Chartered by the province of Nova Scotia, the railway received subsidies from the federal government and the town of Truro. Construction started on the railway in 1898. The Midland constructed the massive South Maitland Bridge over the Shubenacadie River. On September 7, 1901 the Midland Railway opened its line across Hants County. One of the primary reasons for the railway was to export farm produce, lumber and rich gypsum deposits out of the county.

In 1905, the Dominion Atlantic Railway purchased the Midland line renaming it the Truro Subdivision, however, it continued to be commonly called the "Midland Line". The Dominion Atlantic made extensive use of the Midland Line as a shortcut to move freight bound for other parts of North America to Truro. This allowed the Dominion Atlantic, a subsidiary of the Canadian Pacific Railway to save distance, time and congestion from having to route freight through the city of Halifax. The Midland's easy grades and gentle curvatures made it easy to handle large amounts of freight. The line was busiest during World War Two when in addition to heavy freight traffic, it delivered supplies and personnel to the training air fields at the Stanley Airport and Maitland. Traffic dwindled due to subsidized highway construction after World War Two, although the line became well known among railway historians for offering one of Canada's last mixed train, a passenger and freight train combined, which ran with vintage passenger equipment until passenger service ended on the Midland in 1979. The last through train on the line was June 20, 1983, although a short portion of the western end of the Midland remained in use serving gypsum mines until 2001.

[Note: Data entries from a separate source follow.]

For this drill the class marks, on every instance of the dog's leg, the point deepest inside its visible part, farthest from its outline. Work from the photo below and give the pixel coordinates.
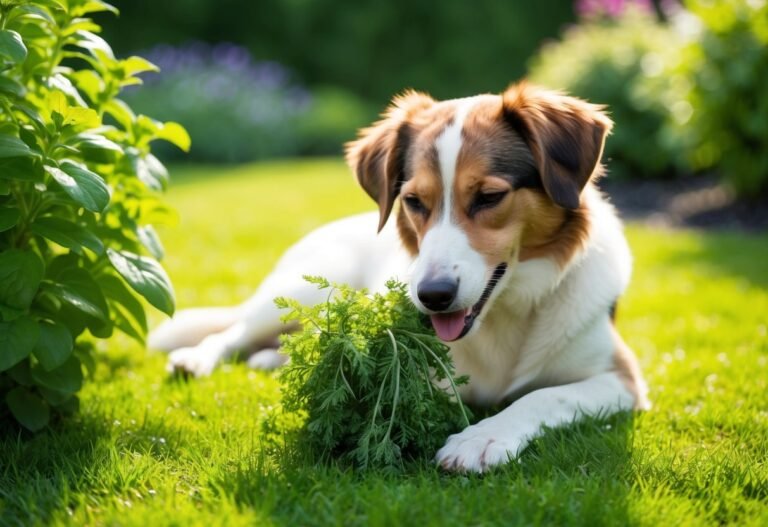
(504, 436)
(258, 323)
(190, 326)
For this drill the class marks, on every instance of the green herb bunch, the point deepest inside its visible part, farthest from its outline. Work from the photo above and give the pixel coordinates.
(365, 373)
(79, 192)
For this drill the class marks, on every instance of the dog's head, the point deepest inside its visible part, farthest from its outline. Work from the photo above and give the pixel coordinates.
(484, 182)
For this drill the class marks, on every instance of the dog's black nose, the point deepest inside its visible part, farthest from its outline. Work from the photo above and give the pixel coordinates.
(437, 295)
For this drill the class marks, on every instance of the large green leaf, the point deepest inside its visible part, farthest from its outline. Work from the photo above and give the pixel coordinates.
(85, 187)
(97, 147)
(21, 168)
(28, 408)
(146, 277)
(17, 340)
(9, 218)
(148, 169)
(176, 134)
(127, 311)
(76, 287)
(11, 146)
(20, 275)
(12, 87)
(54, 345)
(148, 237)
(83, 7)
(67, 378)
(67, 234)
(12, 46)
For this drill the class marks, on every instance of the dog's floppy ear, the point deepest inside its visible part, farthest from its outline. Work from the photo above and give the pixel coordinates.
(565, 134)
(378, 155)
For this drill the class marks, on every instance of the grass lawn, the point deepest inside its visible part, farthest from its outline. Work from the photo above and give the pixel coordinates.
(146, 450)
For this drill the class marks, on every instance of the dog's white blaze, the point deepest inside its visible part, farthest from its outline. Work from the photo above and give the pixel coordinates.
(448, 144)
(445, 250)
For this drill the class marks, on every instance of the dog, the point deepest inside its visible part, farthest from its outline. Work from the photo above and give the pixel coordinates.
(505, 242)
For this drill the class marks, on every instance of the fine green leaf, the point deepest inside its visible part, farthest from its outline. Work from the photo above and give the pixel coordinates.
(12, 46)
(54, 345)
(363, 375)
(67, 234)
(83, 186)
(146, 277)
(28, 408)
(20, 275)
(17, 340)
(9, 218)
(67, 378)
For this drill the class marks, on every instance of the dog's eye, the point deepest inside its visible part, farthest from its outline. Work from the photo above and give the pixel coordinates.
(486, 200)
(415, 204)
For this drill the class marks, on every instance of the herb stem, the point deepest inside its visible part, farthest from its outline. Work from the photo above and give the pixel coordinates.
(396, 397)
(447, 374)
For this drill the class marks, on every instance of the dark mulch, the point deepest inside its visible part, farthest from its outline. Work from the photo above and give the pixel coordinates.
(697, 202)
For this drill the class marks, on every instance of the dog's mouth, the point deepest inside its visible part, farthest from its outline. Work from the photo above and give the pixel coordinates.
(456, 324)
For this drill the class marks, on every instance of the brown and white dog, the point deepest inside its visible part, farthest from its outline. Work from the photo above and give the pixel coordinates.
(506, 244)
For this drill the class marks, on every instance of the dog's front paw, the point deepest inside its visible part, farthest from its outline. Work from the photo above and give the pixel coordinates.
(197, 361)
(478, 448)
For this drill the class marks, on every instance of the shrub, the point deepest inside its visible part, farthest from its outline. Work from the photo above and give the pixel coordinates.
(77, 198)
(618, 63)
(722, 73)
(332, 118)
(235, 109)
(371, 49)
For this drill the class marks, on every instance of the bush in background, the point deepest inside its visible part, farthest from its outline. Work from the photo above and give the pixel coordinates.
(237, 109)
(721, 77)
(371, 49)
(687, 95)
(77, 199)
(618, 62)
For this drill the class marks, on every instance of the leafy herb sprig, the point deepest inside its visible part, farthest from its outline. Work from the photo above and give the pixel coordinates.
(374, 385)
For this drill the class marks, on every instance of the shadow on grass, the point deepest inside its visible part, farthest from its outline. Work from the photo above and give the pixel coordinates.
(74, 461)
(39, 470)
(575, 475)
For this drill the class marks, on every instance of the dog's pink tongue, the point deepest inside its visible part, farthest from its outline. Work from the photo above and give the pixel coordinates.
(448, 326)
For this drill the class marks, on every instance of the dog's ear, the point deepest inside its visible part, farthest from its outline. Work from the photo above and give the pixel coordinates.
(378, 156)
(565, 135)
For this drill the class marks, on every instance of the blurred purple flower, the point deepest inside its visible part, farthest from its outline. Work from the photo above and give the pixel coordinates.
(610, 8)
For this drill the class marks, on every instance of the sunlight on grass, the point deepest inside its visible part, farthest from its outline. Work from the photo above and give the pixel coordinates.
(147, 450)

==Tourism and popular culture==
Today portions of the Midland Railway roadbed are used as footpaths and ATV trails. A section of the roadbed near the Shubenacadie River bridge at South Maitland was developed in 2006 by the Fundy Tidal Interpretive Centre" as an interpretive walking trail which uses one of the remaining abutments of the railway's Shubenacadie River bridge as a lookoff. The Midland Railway is featured in a Stan Rogers song on his 1976 Fogarty's Cove album entitled "Rawdon Hills" which wistfully recounts the hopes and legends of the short-lived Rawdon Hills gold rush which briefly brought a rush of development to communities along the Midland Railway.